Alvarez immediately joined the list of memorable Astros postseason homers: those by Marwin Gonzalez, Jose Altuve, Chris Burke, and others.
He’d delivered the first walk-off home run in postseason history for a team trailing by multiple runs, and it was just the second walk-off postseason homer by a team down to its final out. (Kirk Gibson had the other in Game 1 of the 1988 World Series.)
“Well, I just went nuts,” Bregman said. “I lost my voice, honestly, out there. I was screaming. I wanted to go give him a hug like right after he hit it but he still had to go run the bases. The place was on fire tonight. The fans were unbelievable. It was so awesome to have a packed house here. The energy was flowing. We felt it.”
For most of Game 1, it was a matter of grinding along, squeezing out a run here, another there. Cutting off a Seattle rally here, another there.
“It’s like a heavyweight fight,” Mariners manager Scott Servais said. “You’re going to get punched. It’s how you respond in those moments, and that’s a tough one. Today I thought we had it in hand. You got to give them credit. Certainly they have been in this spot many times before and you don’t quit.”
Dusty Baker managed this one beautifully. He used every position player on his roster to keep his team in the game. He also used four relievers after Justin Verlander was kicked around for six runs in four innings.
In 32 previous postseason appearances, Verlander had allowed that many runs just once, way back in 2006.
The thing that made this one so sweet was how the Astros had to keep coming back.

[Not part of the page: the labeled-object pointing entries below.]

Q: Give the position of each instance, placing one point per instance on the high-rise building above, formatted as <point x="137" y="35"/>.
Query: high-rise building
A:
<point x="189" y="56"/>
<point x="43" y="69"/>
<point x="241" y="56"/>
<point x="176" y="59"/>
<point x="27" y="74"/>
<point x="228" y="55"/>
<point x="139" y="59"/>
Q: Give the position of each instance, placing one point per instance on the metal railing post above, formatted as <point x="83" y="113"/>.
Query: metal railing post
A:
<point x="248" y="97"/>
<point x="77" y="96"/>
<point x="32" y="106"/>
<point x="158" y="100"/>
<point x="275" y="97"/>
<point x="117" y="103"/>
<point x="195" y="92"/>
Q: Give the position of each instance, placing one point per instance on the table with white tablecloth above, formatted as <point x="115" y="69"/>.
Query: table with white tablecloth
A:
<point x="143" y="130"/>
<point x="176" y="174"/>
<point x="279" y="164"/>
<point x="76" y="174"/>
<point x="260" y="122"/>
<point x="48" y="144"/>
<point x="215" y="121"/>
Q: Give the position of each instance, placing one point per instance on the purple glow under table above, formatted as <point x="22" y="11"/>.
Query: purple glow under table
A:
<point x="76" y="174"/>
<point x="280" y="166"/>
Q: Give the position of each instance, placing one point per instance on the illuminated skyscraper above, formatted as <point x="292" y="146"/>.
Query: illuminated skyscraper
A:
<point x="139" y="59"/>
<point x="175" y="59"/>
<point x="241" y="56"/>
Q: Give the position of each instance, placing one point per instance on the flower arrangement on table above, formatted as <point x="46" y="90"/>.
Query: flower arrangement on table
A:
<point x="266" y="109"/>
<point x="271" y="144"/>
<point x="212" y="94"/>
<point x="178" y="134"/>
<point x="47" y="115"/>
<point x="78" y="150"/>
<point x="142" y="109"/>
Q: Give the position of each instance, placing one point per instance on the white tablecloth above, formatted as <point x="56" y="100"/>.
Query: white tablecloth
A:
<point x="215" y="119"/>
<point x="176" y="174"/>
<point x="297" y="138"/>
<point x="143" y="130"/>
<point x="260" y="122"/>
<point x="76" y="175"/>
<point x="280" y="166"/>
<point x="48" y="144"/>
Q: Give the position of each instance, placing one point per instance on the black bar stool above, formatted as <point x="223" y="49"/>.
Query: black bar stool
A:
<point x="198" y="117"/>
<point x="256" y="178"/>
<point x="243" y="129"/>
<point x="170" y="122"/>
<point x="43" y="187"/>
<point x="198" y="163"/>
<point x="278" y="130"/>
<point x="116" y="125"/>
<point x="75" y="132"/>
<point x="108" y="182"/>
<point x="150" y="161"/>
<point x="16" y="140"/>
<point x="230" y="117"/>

Alvarez doubled in two runs in the third to get the Astros within two at 4-2.
The Mariners promptly scored two more in the top of the fourth to make it 6-2. When Eugenio Suarez homered in the top of the seventh to make it 7-3, it seemed like a killer blow against a Seattle team with a bullpen that had been lights out the last two months of the season.
Only it wasn’t. Bregman’s two-run homer off Andres Munoz had the Astros at 7-5 entering the ninth. Munoz hadn’t allowed a home run since June 10. The Astros rally began in the ninth when Seattle closer Paul Sewald hit pinch hitter David Hensley with a pitch. Altuve struck out, but Jeremy Pena single to put the tying runs on base.
“I would hate not to point out the two huge at-bats right before (Alvarez),” Bregman said. “Hensley, (the) guy got here in September, not scared, goes up there against one of the better relievers in all of baseball and puts together a great at-bat. And then Peña, as well. Gets down in the count 1-2, laces a slider up the middle to give Yordan that opportunity. It’s what this team does in the postseason. We try and pass the torch to the next guy and fortunate enough we did that today.”
Servais went for one of his starters, Ray, to get the final out. Instead, Alvarez walloped a fastball 438 feet into the upper deck in right field, setting off a wild celebration. At 116.7 mph off the bat, it was the hardest-hit home run of his career.
The Astros have been here before and done this kind of thing before. But to all those players and coaches dancing around home plate mobbing Alvarez, it looked like the first time. That’s the heart of a champion. Which is what these Astros have proven over and over they have.
“They know that we’re a team that never gives up,” Alvarez said when asked about the Mariners. “So just being able to get that hit right there was one of the most special moments of my career.”